Scale-up of the bioelectrochemical system: Strategic perspectives and normalization of performance indices


Jadhav D. A., Chendake A. D., Vinayak V., ATABANI A., Abdelkareem M. A., Chae K.

BIORESOURCE TECHNOLOGY, vol.363, 2022 (SCI-Expanded) identifier identifier identifier

  • Publication Type: Article / Review
  • Volume: 363
  • Publication Date: 2022
  • Doi Number: 10.1016/j.biortech.2022.127935
  • Journal Name: BIORESOURCE TECHNOLOGY
  • Journal Indexes: Science Citation Index Expanded (SCI-EXPANDED), Scopus, Academic Search Premier, PASCAL, Aqualine, Aquatic Science & Fisheries Abstracts (ASFA), BIOSIS, Biotechnology Research Abstracts, CAB Abstracts, Chemical Abstracts Core, Compendex, EMBASE, Environment Index, Food Science & Technology Abstracts, Geobase, INSPEC, MEDLINE, Pollution Abstracts, Veterinary Science Database, Civil Engineering Abstracts
  • Keywords: Energy balance, Microbial electrochemical technology, Net energy recovery, Normalization of performance, Resource recovery, Techno-economic feasibility, MICROBIAL FUEL-CELL, WASTE-WATER TREATMENT, LONG-TERM PERFORMANCE, ELECTROCHEMICAL SYSTEMS, BIOHYDROGEN PRODUCTION, ELECTROLYSIS CELLS, ENERGY, BIOELECTRICITY, DESALINATION, TECHNOLOGIES
  • Erciyes University Affiliated: Yes

Abstract

Electrochemists and ecological engineers find environmental bioelectrochemistry appealing; however, there is a big gap between expectations and actual progress in bioelectrochemical system (BES). Implementing such technology opens new opportunities for novel electrochemical reactions for resource recovery and effective wastewater treatment. Loopholes of BES exist in its scaling-up applications, and numerous attempts toward practical applications (200, 1000, and 1500 L) are key successive indicators toward its commercialization.
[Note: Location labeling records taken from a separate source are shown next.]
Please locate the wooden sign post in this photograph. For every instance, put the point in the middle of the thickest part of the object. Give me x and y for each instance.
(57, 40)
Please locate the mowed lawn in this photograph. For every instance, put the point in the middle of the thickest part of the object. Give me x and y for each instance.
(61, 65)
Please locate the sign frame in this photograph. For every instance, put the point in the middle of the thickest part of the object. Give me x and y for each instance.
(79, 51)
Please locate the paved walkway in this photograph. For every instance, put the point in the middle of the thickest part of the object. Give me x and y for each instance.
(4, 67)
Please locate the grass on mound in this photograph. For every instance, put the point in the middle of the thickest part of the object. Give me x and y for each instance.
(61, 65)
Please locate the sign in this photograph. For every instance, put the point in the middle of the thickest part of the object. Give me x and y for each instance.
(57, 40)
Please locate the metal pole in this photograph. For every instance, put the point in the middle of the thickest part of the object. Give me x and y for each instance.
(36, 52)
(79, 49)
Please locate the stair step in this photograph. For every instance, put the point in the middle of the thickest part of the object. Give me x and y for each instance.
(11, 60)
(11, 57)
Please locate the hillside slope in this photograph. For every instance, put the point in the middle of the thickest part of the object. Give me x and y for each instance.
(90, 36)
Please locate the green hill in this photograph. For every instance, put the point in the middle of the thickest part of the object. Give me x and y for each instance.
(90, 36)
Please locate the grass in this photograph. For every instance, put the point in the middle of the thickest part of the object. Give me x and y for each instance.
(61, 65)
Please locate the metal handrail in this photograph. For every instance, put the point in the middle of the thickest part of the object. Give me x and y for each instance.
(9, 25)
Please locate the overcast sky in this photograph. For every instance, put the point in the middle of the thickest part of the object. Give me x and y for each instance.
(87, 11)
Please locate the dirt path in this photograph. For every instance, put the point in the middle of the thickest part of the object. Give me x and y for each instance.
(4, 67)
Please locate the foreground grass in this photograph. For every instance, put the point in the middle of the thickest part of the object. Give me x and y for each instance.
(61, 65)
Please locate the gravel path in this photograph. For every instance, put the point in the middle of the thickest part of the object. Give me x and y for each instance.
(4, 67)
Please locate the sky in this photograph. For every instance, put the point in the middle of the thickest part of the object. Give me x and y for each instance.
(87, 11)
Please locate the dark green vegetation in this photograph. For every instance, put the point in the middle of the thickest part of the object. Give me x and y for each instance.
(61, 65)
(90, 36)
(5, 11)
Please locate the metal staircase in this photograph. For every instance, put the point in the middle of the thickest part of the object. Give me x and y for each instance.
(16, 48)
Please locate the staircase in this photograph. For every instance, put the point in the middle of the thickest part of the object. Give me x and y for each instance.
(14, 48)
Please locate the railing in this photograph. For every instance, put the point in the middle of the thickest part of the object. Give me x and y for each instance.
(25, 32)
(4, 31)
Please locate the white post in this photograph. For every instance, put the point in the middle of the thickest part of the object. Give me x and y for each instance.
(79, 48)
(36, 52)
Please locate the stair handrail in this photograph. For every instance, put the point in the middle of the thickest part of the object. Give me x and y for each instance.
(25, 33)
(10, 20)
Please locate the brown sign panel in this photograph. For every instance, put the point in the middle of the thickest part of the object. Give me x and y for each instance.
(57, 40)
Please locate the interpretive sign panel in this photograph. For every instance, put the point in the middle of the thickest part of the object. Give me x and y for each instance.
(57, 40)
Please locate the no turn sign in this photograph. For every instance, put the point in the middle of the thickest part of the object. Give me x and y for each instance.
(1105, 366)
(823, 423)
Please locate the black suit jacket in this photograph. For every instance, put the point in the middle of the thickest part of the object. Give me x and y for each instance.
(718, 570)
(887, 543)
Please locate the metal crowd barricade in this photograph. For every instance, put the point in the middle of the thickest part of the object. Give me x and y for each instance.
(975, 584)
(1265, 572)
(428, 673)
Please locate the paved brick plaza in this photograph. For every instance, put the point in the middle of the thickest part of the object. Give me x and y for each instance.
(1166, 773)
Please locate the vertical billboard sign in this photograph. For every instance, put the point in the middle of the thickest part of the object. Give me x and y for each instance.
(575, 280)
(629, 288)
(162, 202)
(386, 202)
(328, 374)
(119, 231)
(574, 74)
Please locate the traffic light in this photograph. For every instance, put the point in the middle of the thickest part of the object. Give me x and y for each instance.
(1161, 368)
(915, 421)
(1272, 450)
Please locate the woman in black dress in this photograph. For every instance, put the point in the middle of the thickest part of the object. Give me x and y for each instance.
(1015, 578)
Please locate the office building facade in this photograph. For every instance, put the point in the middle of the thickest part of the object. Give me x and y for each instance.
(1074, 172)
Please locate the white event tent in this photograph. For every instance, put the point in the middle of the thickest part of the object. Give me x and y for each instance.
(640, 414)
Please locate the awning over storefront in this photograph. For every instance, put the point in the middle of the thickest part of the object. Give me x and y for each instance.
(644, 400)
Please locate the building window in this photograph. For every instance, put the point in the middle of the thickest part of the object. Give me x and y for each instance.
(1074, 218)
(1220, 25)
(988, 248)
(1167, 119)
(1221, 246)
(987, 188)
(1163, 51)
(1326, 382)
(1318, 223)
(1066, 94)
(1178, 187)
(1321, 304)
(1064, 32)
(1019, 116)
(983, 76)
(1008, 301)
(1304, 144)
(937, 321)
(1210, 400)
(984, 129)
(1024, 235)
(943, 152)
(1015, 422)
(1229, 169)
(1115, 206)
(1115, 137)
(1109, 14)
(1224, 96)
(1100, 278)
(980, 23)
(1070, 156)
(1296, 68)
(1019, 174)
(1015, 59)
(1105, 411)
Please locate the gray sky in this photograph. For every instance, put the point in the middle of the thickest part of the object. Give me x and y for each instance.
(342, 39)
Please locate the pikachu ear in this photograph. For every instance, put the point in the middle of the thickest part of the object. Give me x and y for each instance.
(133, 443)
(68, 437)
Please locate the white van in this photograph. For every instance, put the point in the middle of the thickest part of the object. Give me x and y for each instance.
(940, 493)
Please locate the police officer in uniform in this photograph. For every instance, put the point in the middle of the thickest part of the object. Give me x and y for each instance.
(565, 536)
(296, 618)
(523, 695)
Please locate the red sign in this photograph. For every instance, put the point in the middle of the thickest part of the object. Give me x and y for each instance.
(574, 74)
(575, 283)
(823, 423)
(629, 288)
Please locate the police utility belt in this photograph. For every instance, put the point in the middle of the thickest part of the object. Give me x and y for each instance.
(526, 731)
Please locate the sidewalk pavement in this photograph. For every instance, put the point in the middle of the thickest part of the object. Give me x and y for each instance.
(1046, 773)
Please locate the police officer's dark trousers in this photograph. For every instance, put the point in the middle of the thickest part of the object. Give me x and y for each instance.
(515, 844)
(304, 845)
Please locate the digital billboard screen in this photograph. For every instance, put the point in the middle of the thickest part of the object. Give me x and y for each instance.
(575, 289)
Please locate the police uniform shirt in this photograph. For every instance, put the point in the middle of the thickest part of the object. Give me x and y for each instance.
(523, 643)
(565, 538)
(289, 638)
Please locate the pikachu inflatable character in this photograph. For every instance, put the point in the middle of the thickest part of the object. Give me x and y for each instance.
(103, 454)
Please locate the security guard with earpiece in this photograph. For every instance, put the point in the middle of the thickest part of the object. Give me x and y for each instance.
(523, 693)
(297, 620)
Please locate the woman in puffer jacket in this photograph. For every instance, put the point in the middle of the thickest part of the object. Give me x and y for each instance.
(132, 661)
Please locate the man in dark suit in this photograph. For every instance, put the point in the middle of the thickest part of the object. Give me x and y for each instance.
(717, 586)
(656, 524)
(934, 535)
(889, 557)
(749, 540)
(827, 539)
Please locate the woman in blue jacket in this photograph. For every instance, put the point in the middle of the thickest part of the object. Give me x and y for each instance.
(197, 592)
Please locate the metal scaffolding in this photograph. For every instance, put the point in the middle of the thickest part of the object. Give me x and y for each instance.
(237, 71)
This review emphasized the critical rethinking of standardization of performance indices i.e. current generation (A/ m2), net energy recovery (kWh/kg.COD), product/resource yield (mM), and economic feasibility ($/kWh) to make fair comparison with the existing treatment system. Therefore, directional perspectives, including modularity, energy-cost balance, energy and resource recovery, have been proposed for the sustainable market of BES. The current state of the art and up-gradation in resource recovery and contaminant removal warrants a systematic rethinking of functional worth and niches of BES for practical applications.